Have mercy on me, O God, according to your unfailing love; according to your great compassion blot out my transgressions. Wash away all my iniquity and cleanse me from my sin. For I know my transgressions, and my sin is always before me. Against you, you only, have I sinned and done what is evil in your sight; so you are right in your verdict and justified when you judge. Surely I was sinful at birth, sinful from the time my mother conceived me. Yet you desired faithfulness even in the womb; you taught me wisdom in that secret place. Cleanse me with hyssop, and I will be clean; wash me, and I will be whiter than snow. Let me hear joy and gladness; let the bones you have crushed rejoice. Hide your face from my sins and blot out all my iniquity. Create in me a pure heart, O God, and renew a steadfast spirit within me. Do not cast me from your presence or take your Holy Spirit from me. Restore to me the joy of your salvation and grant me a willing spirit, to sustain me. Then I will teach transgressors your ways, so that sinners will turn back to you. Deliver me from the guilt of bloodshed, O God, you who are God my Savior, and my tongue will sing of your righteousness. Open my lips, Lord, and my mouth will declare your praise. You do not delight in sacrifice, or I would bring it; you do not take pleasure in burnt offerings. My sacrifice, O God, is a broken spirit; a broken and contrite heart you, God, will not despise. May it please you to prosper Zion, to build up the walls of Jerusalem. Then you will delight in the sacrifices of the righteous, in burnt offerings offered whole; then bulls will be offered on your altar. (Psalm 51)

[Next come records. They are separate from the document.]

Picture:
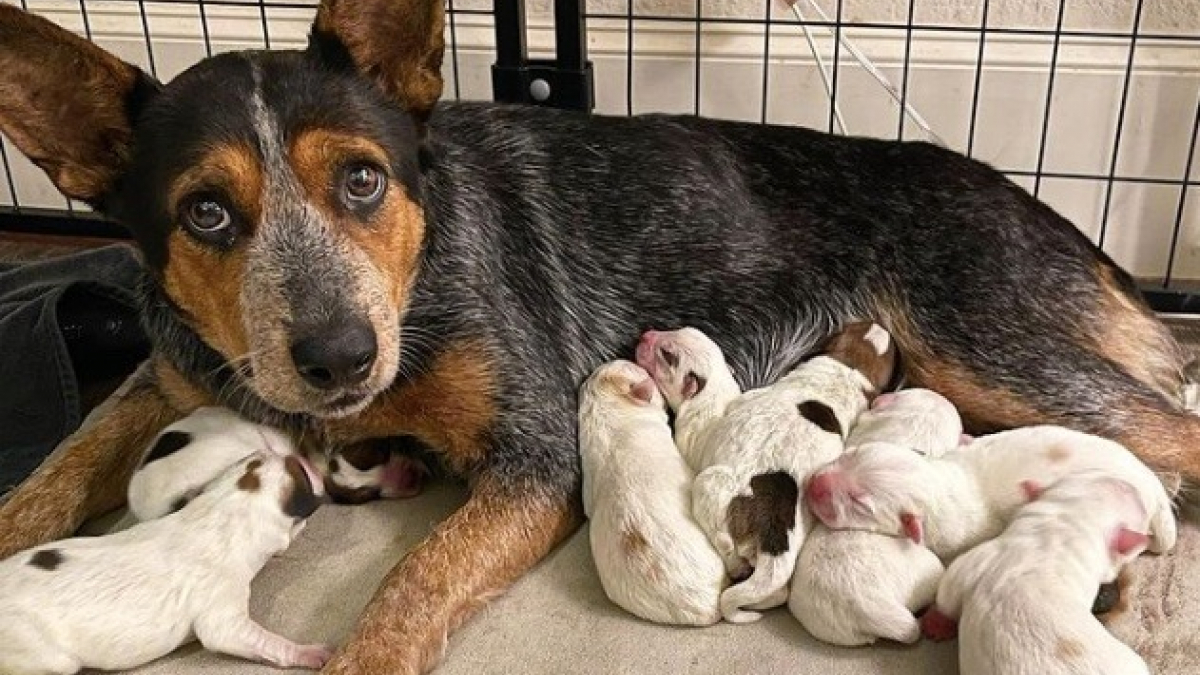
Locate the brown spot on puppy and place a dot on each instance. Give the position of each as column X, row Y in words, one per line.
column 852, row 347
column 767, row 514
column 1068, row 650
column 821, row 416
column 168, row 443
column 301, row 501
column 48, row 560
column 449, row 407
column 250, row 481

When we observe prayers of adoration and thanksgiving it is probably easy to see how love serves as a motivating force. The same can probably be said about intercessory prayers like the ones we have reviewed over the last three days. How about prayers of confession? Well, we have a chance to consider this by reviewing David’s prayer in Psalm 51 (captured above). The background to this prayer does not make for easy reading. David has just been confronted by the prophet Nathan for committing the horrific acts of committing adultery with Uriah’s wife, Batsheba; attempting to trick Uriah into sleeping with his wife after she tells David that she is pregnant; sending Uriah into battle where he is killed; marrying Bathsheba and then concealing his treachery until he is confronted by Nathan.
Can love be found in these dark circumstances? Prayerfully review this prayer and look out for love.
Today’s Questions for comments:
- Where do you see love demonstrated in David’s prayer?
- When you fail to please God, how do you feel about praying – are you a reluctant confessor?
Tomorrow our Feature Friday Discipline will be the Discipline of Fasting. If you are medically able to fast from food for the day or a portion of the day, please do so. Also, be sure to block some specific times out for prayer.